“Don’t embarrass me on the field trip, Daddy.”
Hmm. This isn’t the same girl who last week begged me to be one of the chaperones on her school trip.
“You can’t wear anything with holes.
“What about underwear?”
Angrily, she grabbed me by the arm and brought me to my closet. “Let me pick out your clothes.”
“Just like your mother,” I mumbled under my breath.
“I heard that,” my wife said from two rooms away.
The woman has bionic hearing.
Lexy picked out a nice, black, buttoned-down shirt. “Here you go, Dad.”
I approved. “Thanks.”
I was off the hook. Temporarily.
A few minutes later Lexy approached me again. “Daddy, when we go the museum you can’t eat like you do at home.”
I wasn’t sure what that meant but was eager to find out.
“Mom is buying you a chicken cutlet hero but you can’t eat the whole thing. You can only have half.”
“What if I shove the whole hero in my mouth at one time so no one can tell the difference?”
“No.” She was firm in her position and unsure if I was kidding.

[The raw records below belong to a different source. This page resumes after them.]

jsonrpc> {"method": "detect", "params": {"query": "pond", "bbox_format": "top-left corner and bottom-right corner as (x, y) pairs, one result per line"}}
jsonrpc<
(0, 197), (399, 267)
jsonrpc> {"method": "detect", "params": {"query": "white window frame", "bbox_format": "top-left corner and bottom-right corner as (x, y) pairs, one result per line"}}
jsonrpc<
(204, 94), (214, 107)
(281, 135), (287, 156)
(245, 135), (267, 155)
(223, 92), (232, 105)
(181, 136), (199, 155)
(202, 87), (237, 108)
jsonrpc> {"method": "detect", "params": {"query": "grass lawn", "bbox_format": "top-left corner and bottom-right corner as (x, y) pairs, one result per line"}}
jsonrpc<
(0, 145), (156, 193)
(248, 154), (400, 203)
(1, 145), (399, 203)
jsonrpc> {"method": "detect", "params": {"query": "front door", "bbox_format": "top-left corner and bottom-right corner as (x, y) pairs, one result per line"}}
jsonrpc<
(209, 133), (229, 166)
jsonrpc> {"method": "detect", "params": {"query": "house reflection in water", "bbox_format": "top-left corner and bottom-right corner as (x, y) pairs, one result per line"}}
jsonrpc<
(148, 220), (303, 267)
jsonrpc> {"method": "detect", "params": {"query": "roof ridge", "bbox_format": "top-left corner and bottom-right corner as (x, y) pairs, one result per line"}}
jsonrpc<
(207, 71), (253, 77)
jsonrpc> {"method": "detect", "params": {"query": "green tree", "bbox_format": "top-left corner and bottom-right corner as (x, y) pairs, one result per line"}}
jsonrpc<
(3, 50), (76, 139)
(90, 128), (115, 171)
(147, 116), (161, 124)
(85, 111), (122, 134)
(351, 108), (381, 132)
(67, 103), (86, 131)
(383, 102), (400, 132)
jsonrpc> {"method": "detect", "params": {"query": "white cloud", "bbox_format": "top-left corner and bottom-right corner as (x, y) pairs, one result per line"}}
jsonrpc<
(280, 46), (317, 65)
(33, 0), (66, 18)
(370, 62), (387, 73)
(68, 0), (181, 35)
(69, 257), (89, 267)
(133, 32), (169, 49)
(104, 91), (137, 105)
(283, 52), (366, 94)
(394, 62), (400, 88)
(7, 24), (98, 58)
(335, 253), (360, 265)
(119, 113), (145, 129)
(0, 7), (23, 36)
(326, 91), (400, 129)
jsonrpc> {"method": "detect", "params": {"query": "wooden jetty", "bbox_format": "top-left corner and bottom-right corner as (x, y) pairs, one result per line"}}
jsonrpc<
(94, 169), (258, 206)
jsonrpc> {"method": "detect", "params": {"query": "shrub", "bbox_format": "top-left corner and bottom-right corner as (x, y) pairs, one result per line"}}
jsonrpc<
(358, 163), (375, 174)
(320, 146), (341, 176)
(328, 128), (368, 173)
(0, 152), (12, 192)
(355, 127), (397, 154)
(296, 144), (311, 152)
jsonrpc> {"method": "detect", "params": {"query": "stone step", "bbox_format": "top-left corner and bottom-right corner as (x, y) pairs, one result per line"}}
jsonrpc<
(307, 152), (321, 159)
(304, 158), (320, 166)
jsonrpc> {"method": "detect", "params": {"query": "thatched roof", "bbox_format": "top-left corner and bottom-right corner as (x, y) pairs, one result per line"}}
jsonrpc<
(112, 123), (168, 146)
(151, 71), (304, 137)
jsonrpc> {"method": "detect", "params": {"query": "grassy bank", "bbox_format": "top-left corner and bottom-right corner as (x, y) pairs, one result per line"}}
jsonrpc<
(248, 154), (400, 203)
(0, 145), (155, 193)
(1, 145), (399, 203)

“Fine, I can do that. Anything else?”
“Yes, we can’t be late. You’re always the last one ready.”
My son passed by the kitchen long enough to agree with his sister.
Was I always the slowest?
“The kids are right. You’re always the last one,” my wife said.

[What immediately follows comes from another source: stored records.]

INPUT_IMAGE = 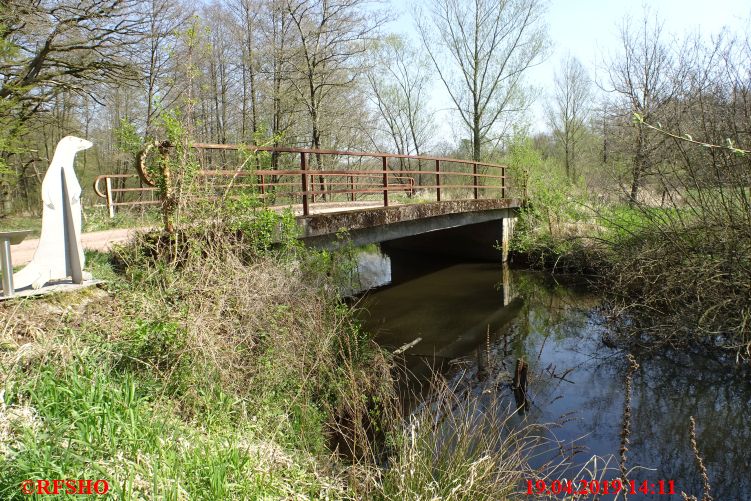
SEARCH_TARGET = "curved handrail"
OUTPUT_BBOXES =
[93,174,136,198]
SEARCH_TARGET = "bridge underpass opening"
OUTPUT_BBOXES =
[381,219,508,263]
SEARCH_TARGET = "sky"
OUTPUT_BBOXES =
[384,0,751,142]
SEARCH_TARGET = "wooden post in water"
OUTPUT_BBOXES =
[513,358,529,412]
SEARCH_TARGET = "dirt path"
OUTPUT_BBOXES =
[10,228,141,267]
[8,201,389,267]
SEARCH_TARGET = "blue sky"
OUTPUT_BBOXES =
[384,0,751,140]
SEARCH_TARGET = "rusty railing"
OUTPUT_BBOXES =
[93,144,509,217]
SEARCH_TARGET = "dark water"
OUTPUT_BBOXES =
[354,249,751,500]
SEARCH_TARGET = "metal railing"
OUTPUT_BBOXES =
[93,144,509,217]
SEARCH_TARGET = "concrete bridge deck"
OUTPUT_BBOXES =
[299,198,521,252]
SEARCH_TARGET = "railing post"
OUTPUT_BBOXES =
[300,152,309,216]
[435,159,441,202]
[259,174,265,195]
[105,177,115,218]
[473,162,478,200]
[501,166,506,199]
[349,175,354,201]
[382,156,389,207]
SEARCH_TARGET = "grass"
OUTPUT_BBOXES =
[82,207,161,233]
[0,214,42,238]
[0,351,341,499]
[378,379,542,500]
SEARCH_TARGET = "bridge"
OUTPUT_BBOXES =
[91,144,523,261]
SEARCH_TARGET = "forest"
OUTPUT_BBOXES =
[0,0,747,210]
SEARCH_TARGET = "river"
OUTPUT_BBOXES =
[352,248,751,500]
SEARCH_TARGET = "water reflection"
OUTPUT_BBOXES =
[356,249,751,500]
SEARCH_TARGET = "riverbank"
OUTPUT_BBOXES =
[510,190,751,363]
[0,227,382,498]
[357,260,750,499]
[0,218,543,499]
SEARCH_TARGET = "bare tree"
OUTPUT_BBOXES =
[141,0,189,135]
[0,0,147,213]
[285,0,385,153]
[228,0,261,142]
[545,55,590,180]
[0,0,146,107]
[602,11,680,205]
[366,35,435,166]
[284,0,386,198]
[262,0,297,170]
[415,0,548,161]
[204,3,236,143]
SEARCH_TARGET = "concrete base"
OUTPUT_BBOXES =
[0,279,103,301]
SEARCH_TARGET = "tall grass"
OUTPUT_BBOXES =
[375,378,542,500]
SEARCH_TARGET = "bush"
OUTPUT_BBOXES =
[507,138,604,272]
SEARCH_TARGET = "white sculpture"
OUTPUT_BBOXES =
[13,136,93,290]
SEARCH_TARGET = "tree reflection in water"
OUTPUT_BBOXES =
[505,272,751,500]
[358,258,751,500]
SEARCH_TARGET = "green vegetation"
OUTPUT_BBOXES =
[0,214,42,237]
[379,381,540,501]
[507,138,601,272]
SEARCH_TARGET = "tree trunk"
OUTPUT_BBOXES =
[629,128,646,205]
[312,117,325,202]
[473,117,481,162]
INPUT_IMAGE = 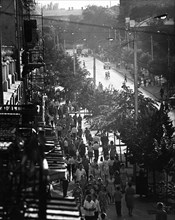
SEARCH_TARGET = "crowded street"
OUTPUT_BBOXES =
[0,1,175,220]
[50,110,175,220]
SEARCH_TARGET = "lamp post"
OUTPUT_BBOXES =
[93,50,96,88]
[133,31,138,122]
[72,33,76,75]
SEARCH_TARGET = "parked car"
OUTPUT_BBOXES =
[103,62,111,70]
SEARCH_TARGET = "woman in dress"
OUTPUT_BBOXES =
[87,142,93,163]
[94,164,101,181]
[106,174,115,203]
[103,156,109,184]
[125,182,136,216]
[98,186,108,213]
[120,163,128,193]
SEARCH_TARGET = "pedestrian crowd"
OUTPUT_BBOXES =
[53,112,138,219]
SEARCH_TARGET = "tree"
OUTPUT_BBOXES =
[80,5,118,50]
[87,84,174,171]
[148,59,168,77]
[53,50,90,102]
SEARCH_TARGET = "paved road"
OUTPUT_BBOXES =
[80,56,156,100]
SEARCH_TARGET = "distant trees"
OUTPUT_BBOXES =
[79,5,119,50]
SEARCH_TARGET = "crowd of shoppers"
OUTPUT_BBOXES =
[52,112,138,219]
[48,108,169,220]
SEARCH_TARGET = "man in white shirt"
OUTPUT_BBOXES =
[75,164,86,182]
[83,194,96,220]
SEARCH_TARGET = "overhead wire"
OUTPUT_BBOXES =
[0,10,174,37]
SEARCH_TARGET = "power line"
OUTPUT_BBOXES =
[1,10,174,37]
[41,16,175,37]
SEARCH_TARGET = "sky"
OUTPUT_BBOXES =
[36,0,120,9]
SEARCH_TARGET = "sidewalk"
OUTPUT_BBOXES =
[107,195,175,220]
[50,179,175,220]
[110,63,164,101]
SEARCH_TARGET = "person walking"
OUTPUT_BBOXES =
[98,186,108,214]
[78,114,83,128]
[83,194,96,220]
[125,182,136,216]
[106,174,115,204]
[103,156,109,183]
[94,164,101,181]
[77,125,83,138]
[78,139,86,158]
[61,176,69,197]
[73,113,78,127]
[87,142,93,163]
[120,163,128,193]
[114,185,122,217]
[93,194,101,220]
[71,125,77,140]
[109,141,116,159]
[93,141,100,162]
[84,127,91,143]
[82,155,90,181]
[72,182,83,214]
[75,163,86,182]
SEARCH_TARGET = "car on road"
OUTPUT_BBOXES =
[103,62,111,70]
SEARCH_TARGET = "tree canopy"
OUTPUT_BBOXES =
[83,84,174,170]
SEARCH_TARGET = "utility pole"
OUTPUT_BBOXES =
[134,31,138,123]
[93,54,96,88]
[73,44,76,75]
[151,35,153,60]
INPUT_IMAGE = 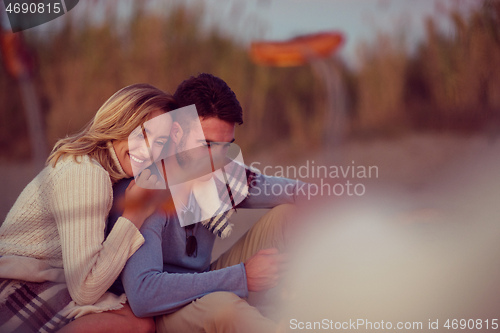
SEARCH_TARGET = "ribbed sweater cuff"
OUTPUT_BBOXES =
[106,217,144,258]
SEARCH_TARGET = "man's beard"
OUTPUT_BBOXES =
[175,136,214,182]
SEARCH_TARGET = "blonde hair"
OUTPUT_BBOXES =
[47,83,178,182]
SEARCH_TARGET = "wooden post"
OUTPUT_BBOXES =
[0,27,47,167]
[250,31,345,150]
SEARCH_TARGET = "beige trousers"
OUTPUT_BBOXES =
[155,204,294,333]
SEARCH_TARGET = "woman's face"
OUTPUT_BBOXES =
[113,109,172,177]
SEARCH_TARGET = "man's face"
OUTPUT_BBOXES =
[176,116,235,170]
[168,113,247,225]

I was starting to think the three of them were conspiring against me.
“And one more thing—no going to the bathroom. You take too long.”
“So you want me to hold it in all day? I don’t want to have an accident. Then you’d really be embarrassed.”

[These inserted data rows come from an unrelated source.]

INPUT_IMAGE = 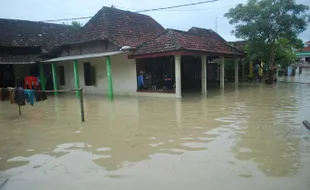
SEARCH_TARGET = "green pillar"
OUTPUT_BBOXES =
[51,63,58,95]
[106,56,114,100]
[73,59,80,97]
[39,63,46,90]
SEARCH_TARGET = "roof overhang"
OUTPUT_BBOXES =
[43,51,126,63]
[0,61,36,65]
[129,50,245,59]
[296,52,310,58]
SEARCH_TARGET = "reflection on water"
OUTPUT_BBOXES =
[1,71,310,190]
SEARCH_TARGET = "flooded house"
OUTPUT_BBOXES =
[296,41,310,66]
[0,19,75,89]
[1,6,244,98]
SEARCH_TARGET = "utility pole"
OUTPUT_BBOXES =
[215,17,218,33]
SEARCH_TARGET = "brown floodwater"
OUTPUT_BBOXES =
[1,71,310,190]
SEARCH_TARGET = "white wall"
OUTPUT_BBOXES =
[58,53,138,95]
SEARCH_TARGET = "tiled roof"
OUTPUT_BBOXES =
[229,41,247,52]
[300,46,310,52]
[188,27,227,43]
[0,18,76,52]
[69,6,165,48]
[134,29,244,56]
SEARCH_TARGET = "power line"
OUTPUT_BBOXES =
[156,4,235,12]
[43,16,92,22]
[42,0,219,22]
[135,0,218,13]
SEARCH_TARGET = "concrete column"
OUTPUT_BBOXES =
[73,59,80,97]
[201,55,207,94]
[175,55,182,98]
[234,58,239,86]
[250,61,253,77]
[106,56,114,100]
[39,63,45,90]
[220,56,225,89]
[51,63,58,95]
[242,61,245,76]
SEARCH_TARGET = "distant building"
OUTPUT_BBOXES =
[296,41,310,63]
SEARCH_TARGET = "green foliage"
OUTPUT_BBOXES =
[71,21,83,29]
[62,21,83,30]
[225,0,310,67]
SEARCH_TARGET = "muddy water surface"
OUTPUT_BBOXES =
[1,71,310,190]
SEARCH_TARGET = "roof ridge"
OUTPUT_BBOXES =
[168,28,206,38]
[0,18,74,27]
[100,6,154,18]
[190,26,212,31]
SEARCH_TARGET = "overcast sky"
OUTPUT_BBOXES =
[1,0,309,42]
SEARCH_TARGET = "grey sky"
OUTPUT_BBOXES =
[1,0,310,42]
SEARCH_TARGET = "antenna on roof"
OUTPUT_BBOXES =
[215,17,218,33]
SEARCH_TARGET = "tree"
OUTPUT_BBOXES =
[243,36,304,69]
[71,21,83,30]
[62,21,83,30]
[225,0,309,70]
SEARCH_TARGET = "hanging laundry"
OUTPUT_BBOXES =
[0,88,2,101]
[35,91,47,102]
[24,90,35,106]
[15,87,25,106]
[24,76,39,89]
[0,88,9,101]
[8,87,15,104]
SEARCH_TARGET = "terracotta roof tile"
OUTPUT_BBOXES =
[134,29,244,56]
[0,18,76,52]
[188,27,227,43]
[300,46,310,52]
[70,6,165,48]
[229,41,247,52]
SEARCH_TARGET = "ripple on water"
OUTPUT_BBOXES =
[1,71,310,189]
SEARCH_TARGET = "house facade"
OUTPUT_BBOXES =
[1,6,245,99]
[45,7,244,98]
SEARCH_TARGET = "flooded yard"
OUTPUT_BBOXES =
[1,72,310,190]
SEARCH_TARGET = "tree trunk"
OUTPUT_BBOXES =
[267,43,275,84]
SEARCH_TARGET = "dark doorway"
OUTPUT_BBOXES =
[0,64,15,88]
[181,56,202,92]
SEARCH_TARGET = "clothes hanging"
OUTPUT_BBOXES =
[8,87,15,104]
[0,88,2,101]
[0,88,9,101]
[24,90,35,106]
[15,87,25,106]
[24,76,39,89]
[35,91,47,102]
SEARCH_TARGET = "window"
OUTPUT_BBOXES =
[58,66,65,85]
[83,62,96,86]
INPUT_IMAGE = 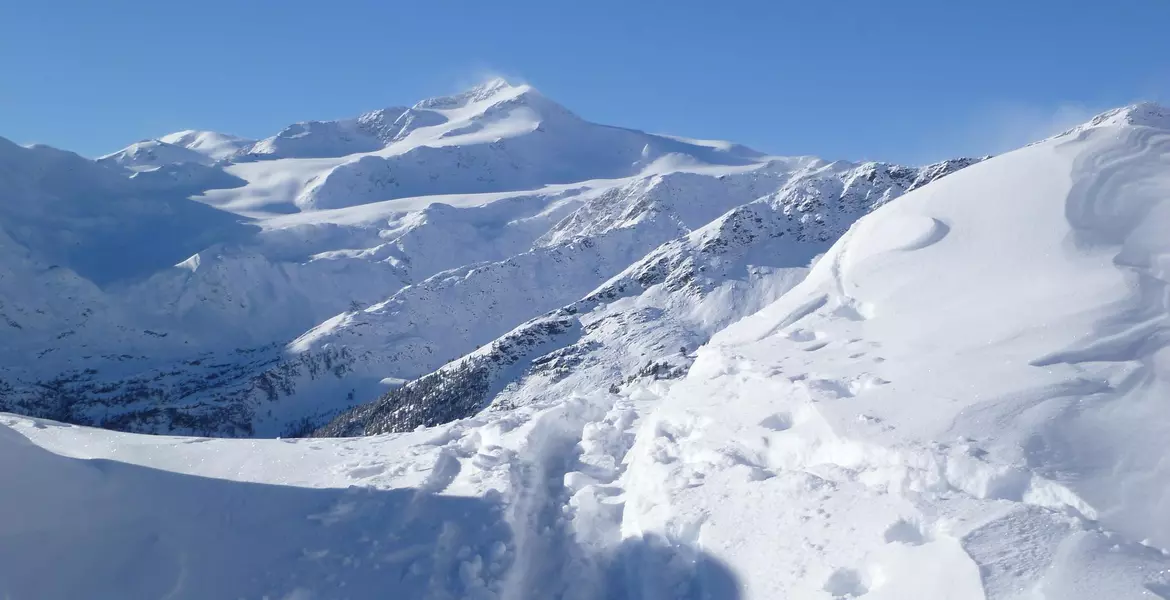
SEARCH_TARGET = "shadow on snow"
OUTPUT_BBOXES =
[0,424,739,600]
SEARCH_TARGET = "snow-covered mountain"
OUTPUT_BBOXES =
[315,158,979,436]
[0,79,979,437]
[2,101,1169,599]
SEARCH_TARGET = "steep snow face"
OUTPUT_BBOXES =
[618,105,1170,596]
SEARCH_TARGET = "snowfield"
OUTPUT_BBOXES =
[2,86,1170,598]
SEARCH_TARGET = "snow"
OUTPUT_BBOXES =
[616,106,1170,597]
[0,137,256,287]
[3,86,1170,597]
[314,157,979,439]
[97,139,214,170]
[5,80,905,437]
[158,129,256,161]
[0,394,736,599]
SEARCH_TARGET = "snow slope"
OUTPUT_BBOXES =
[2,104,1170,598]
[0,138,255,285]
[619,103,1170,597]
[0,137,256,363]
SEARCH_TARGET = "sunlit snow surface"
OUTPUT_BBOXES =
[4,105,1170,598]
[0,79,962,437]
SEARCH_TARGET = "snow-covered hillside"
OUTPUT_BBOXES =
[316,158,979,436]
[2,91,1170,598]
[613,102,1170,598]
[0,79,979,437]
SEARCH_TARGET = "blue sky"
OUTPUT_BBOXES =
[2,0,1168,164]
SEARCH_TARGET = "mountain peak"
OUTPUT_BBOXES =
[1094,101,1170,129]
[1060,102,1170,139]
[413,77,533,111]
[471,76,516,95]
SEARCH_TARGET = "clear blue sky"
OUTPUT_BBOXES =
[3,0,1168,164]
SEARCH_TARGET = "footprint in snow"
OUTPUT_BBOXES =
[823,567,870,598]
[759,413,793,432]
[803,378,855,399]
[883,519,928,546]
[847,374,889,395]
[786,328,822,342]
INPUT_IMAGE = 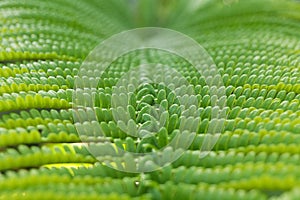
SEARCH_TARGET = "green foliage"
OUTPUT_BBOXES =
[1,0,300,199]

She laughed sheepishly. “You can go to the bathroom at home, I guess.”
“I promise if I go to the bathroom at the museum, I’ll be quick.”
She acquiesced. “Okay, but don’t bring your iPhone to the bathroom.”
“Promise.” I smiled.
I heeded all of her suggestions.
On the day of the field trip, I was ready for the time she suggested, but it didn’t matter. She was nervous. If I was ready the night before, it still wouldn’t have been early enough.
We raced to school and Lexy told me to wait in front of the school while she met up with her class.
I waited. And waited. And waited some more. About an hour passed before Lexy’s class boarded the bus.
I then boarded the yellow bus—which brought back strange memories of wedgies, wet willies, and boogers—with the other parents. I was annoyed by the long wait and hungry, to boot. Dam, if I wasn’t going to eat that whole sandwich.
But poor Lexy was forced to share a seat with me while her friends sat together. I didn’t want to embarrass her further so I left the sandwich in the bag. Besides, the thought of boogers didn’t exactly whet my appetite.
After about thirty minutes of silence, Lexy grew more comfortable with me sitting next to her. We started talking and I even spoke a little with her classmates. I felt like we were really bonding.
Then the whole bus started chanting “Justin Bieber!” What the hell was I doing here? And why couldn’t I be a filthy rich 16-year-old in a boy band?
Then I had to go the bathroom. It was all unraveling. I wanted that whole sandwich now.
But Lexy continued to talk to me and I felt fine again. In fact, it was going to be great—until they start chanting, “Hannah Montana!”